Contact your state’s Medicaid helpline. Many states have consumer assistance programs and helplines specifically for Medicaid enrollees navigating eligibility questions and appeals. These services are free.


What Coverage Alternatives Exist If You Lose Medicaid

If your Medicaid coverage ends and you cannot immediately restore it through appeal or correction, you need to act quickly to avoid a gap in coverage.

Losing Medicaid coverage is a qualifying life event that triggers a Special Enrollment Period for ACA Marketplace plans. You have 60 days from the loss of coverage to enroll in a Marketplace plan. If your income qualifies, premium tax credits may make Marketplace coverage more affordable than you expect.

Community health centers provide primary care, preventive services, dental, mental health, and pharmacy services on a sliding-fee scale based on income, regardless of insurance status. These federally qualified health centers serve as a critical safety net for people who lose coverage and need to maintain access to basic care.
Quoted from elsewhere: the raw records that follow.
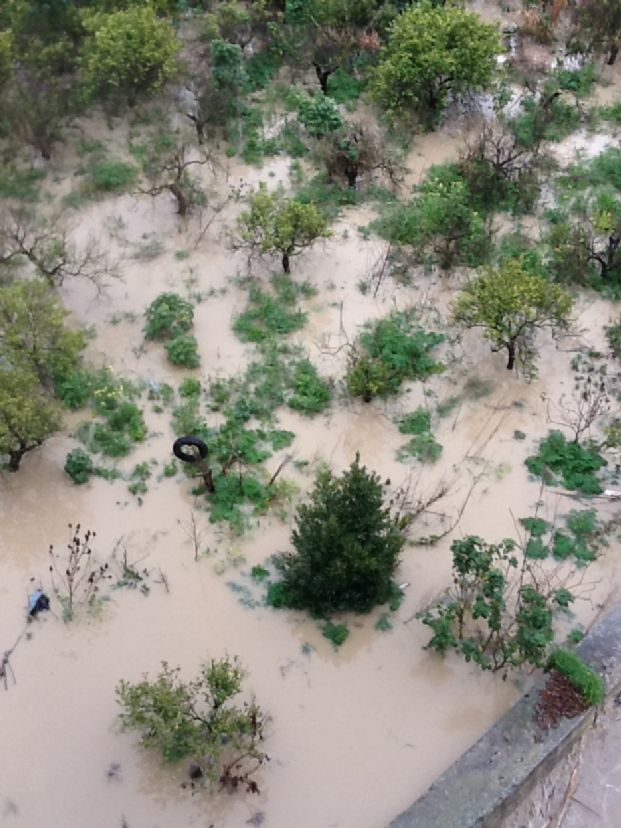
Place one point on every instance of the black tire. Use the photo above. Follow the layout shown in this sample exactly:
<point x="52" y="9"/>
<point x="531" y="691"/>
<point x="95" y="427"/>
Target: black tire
<point x="190" y="456"/>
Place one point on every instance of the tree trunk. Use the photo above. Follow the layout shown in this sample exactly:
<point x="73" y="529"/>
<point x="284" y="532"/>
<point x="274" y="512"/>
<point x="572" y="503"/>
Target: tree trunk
<point x="15" y="458"/>
<point x="322" y="77"/>
<point x="182" y="201"/>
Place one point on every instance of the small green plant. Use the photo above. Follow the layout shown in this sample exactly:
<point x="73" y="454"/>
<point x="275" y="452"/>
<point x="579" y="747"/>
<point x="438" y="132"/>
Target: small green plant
<point x="168" y="316"/>
<point x="319" y="115"/>
<point x="198" y="720"/>
<point x="586" y="681"/>
<point x="423" y="444"/>
<point x="79" y="466"/>
<point x="336" y="633"/>
<point x="311" y="394"/>
<point x="138" y="479"/>
<point x="182" y="350"/>
<point x="110" y="175"/>
<point x="573" y="464"/>
<point x="270" y="314"/>
<point x="190" y="387"/>
<point x="347" y="547"/>
<point x="388" y="352"/>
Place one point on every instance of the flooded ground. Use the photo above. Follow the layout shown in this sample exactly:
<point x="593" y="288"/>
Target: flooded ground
<point x="355" y="734"/>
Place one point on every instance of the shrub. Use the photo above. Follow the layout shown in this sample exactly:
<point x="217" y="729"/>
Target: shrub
<point x="574" y="465"/>
<point x="198" y="720"/>
<point x="182" y="350"/>
<point x="109" y="175"/>
<point x="190" y="387"/>
<point x="268" y="315"/>
<point x="320" y="115"/>
<point x="347" y="547"/>
<point x="423" y="444"/>
<point x="168" y="316"/>
<point x="570" y="665"/>
<point x="388" y="352"/>
<point x="79" y="466"/>
<point x="311" y="393"/>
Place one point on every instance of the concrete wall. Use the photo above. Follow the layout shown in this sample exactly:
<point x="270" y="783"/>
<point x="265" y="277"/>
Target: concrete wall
<point x="491" y="778"/>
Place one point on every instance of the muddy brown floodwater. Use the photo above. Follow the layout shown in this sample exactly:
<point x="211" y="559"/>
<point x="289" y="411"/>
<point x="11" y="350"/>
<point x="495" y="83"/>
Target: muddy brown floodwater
<point x="356" y="734"/>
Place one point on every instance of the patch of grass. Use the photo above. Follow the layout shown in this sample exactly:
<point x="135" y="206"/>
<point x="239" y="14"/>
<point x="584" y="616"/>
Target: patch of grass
<point x="22" y="185"/>
<point x="109" y="175"/>
<point x="423" y="445"/>
<point x="573" y="465"/>
<point x="336" y="633"/>
<point x="311" y="394"/>
<point x="182" y="351"/>
<point x="390" y="351"/>
<point x="585" y="680"/>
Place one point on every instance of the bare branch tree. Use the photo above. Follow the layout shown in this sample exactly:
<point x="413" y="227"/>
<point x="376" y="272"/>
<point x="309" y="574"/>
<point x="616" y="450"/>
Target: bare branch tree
<point x="49" y="249"/>
<point x="167" y="169"/>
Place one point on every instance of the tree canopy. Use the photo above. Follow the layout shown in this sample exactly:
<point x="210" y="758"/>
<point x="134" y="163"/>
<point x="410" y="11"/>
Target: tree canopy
<point x="432" y="53"/>
<point x="347" y="547"/>
<point x="128" y="52"/>
<point x="275" y="224"/>
<point x="510" y="304"/>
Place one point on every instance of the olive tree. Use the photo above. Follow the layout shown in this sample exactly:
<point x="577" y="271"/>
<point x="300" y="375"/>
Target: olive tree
<point x="347" y="545"/>
<point x="433" y="52"/>
<point x="198" y="720"/>
<point x="27" y="414"/>
<point x="48" y="247"/>
<point x="34" y="336"/>
<point x="128" y="52"/>
<point x="510" y="304"/>
<point x="275" y="224"/>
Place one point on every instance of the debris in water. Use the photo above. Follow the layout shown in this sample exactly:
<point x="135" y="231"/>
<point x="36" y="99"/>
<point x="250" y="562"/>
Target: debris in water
<point x="114" y="771"/>
<point x="37" y="602"/>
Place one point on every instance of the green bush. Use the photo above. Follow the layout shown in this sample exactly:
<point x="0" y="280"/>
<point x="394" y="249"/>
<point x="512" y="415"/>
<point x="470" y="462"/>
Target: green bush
<point x="190" y="387"/>
<point x="311" y="394"/>
<point x="183" y="351"/>
<point x="198" y="719"/>
<point x="347" y="547"/>
<point x="109" y="175"/>
<point x="423" y="444"/>
<point x="168" y="316"/>
<point x="268" y="315"/>
<point x="320" y="115"/>
<point x="336" y="633"/>
<point x="79" y="466"/>
<point x="572" y="464"/>
<point x="389" y="352"/>
<point x="585" y="680"/>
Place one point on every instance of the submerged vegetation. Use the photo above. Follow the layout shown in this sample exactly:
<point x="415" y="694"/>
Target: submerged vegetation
<point x="157" y="156"/>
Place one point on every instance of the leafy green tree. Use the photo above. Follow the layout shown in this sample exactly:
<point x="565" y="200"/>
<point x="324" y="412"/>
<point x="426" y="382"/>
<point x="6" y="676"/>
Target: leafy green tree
<point x="599" y="26"/>
<point x="198" y="720"/>
<point x="319" y="115"/>
<point x="431" y="53"/>
<point x="441" y="223"/>
<point x="279" y="225"/>
<point x="129" y="52"/>
<point x="27" y="415"/>
<point x="510" y="305"/>
<point x="347" y="547"/>
<point x="33" y="332"/>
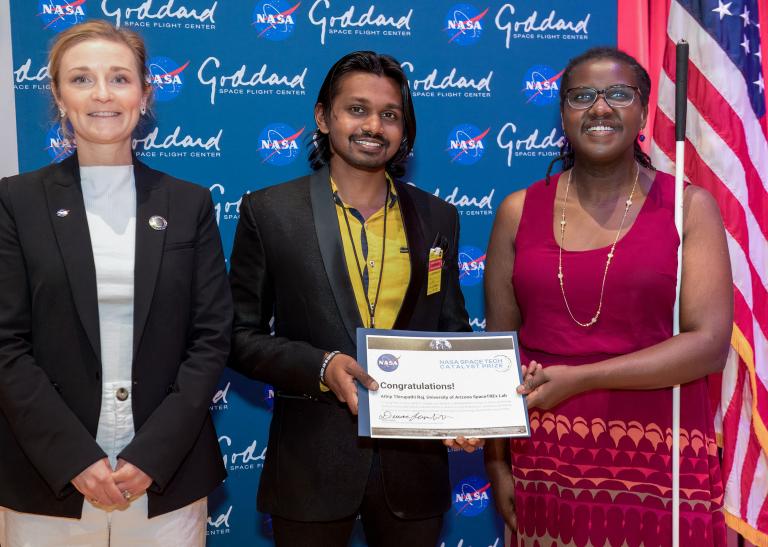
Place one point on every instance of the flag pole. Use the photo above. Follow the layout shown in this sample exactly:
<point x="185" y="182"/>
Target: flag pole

State Children’s Health Insurance Program (CHIP) may cover children in your household even if adult Medicaid eligibility is affected. Eligibility for children is generally maintained at higher income levels than adult coverage in most states.

Pharmaceutical manufacturer assistance programs can help with prescription drug costs for people who lose coverage. Most major drug manufacturers offer patient assistance programs for people who cannot afford their medications. NeedyMeds.org and RxAssist.org are useful directories for finding these programs.


Advocating for Yourself and Your Community

The changes to Medicaid in 2026 are policy decisions, and policy decisions can be influenced by sustained public engagement. If you have been personally affected by Medicaid changes, several organizations work specifically on Medicaid advocacy and can help connect you with resources and amplify your voice.

Families USA, the Center on Budget and Policy Priorities, the Kaiser Family Foundation, and your state’s Medicaid advocacy organizations publish regular updates on coverage changes and opportunities to engage with the policy process. State legislative sessions in 2026 will include significant debates about how states respond to federal funding changes, and constituent voices matter in those debates.


Final Thoughts

The Medicaid changes of 2026 are consequential — not in the abstract policy sense, but in the real-world sense of people losing access to healthcare they depend on to manage their health and their families’ well-being.

The best protection you have right now is information and action. Know your status. Update your information. Respond to every communication from your state Medicaid office. And if your coverage is threatened, exercise your right to appeal.

Health coverage is not a luxury. Fight for it.


Disclaimer: Medicaid eligibility rules vary significantly by state and are subject to ongoing legislative and regulatory changes. Contact your state Medicaid office or a qualified enrollment navigator for guidance specific to your situation.